Vaddey Ratner’s journey to writing In the Shadow of the Banyan (Simon & Schuster) begins with silence. When she was five years old, the Khmer Rouge seized power in Cambodia. An estimated two million people died between 1975 and 1979 in the genocide—including all the members of Ratner’s family except her and her mother. They managed to get to a refugee camp over the Thai border when Ratner was nine. She was practicing a self-imposed silence when an immigration official forced her to tell her story or risk being sent back to Cambodia.

“It was a revelation for me. It left an impression that speaking about what had happened was not wrong if I do it in a way that is honorable and saves not only me but my mother,” says Ratner.

Ratner and her mother emigrated to the U.S., living first in Missouri and later Minnesota. Now in Maryland, Ratner carried the need to tell the story of what they had endured, but it was going to Cambodia for her husband’s job that unlocked the right approach.
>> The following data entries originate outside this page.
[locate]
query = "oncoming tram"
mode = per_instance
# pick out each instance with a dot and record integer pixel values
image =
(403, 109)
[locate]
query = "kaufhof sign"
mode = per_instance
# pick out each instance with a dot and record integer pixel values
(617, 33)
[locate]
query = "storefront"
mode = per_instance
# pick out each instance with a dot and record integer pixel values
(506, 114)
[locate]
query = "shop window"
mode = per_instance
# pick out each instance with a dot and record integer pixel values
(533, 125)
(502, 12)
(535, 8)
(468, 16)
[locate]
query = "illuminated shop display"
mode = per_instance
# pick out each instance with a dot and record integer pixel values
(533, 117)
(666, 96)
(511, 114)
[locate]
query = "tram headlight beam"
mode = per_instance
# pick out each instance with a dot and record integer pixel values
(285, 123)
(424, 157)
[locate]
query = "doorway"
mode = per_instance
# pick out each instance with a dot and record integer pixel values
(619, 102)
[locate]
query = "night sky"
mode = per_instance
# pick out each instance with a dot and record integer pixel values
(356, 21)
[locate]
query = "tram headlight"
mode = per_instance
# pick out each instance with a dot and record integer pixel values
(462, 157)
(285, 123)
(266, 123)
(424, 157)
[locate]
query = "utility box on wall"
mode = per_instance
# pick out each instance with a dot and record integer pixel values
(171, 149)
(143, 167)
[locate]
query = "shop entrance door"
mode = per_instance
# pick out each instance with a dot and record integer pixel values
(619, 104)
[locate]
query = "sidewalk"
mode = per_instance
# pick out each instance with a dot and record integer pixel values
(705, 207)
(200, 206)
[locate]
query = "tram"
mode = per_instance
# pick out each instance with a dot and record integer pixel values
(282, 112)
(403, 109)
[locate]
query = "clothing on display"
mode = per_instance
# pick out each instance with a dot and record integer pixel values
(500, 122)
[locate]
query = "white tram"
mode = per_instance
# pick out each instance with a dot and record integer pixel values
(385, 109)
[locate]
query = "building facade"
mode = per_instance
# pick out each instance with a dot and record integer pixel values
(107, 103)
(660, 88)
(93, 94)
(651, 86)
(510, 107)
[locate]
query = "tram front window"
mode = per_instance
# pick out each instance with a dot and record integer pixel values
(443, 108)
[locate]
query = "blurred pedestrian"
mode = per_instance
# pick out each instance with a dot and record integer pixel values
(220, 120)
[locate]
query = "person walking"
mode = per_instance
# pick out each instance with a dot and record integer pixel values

She wrote a novel using the perspective of seven-year-old Raami.

“It’s not the graphic details that leave in me a sense of wanting to do something,” she explains. “It’s the way an author uses language to hint at one’s faith in humanity that stirs me to action.”

Executive editor Trish Todd, who acquired the novel from Emma Sweeney of the Emma Sweeney Agency, calls it “an important debut.” She says, “Vaddey’s an amazing soul—she’s come out of this experience a survivor with forgiveness and love in her heart. And she’s a brilliant writer.”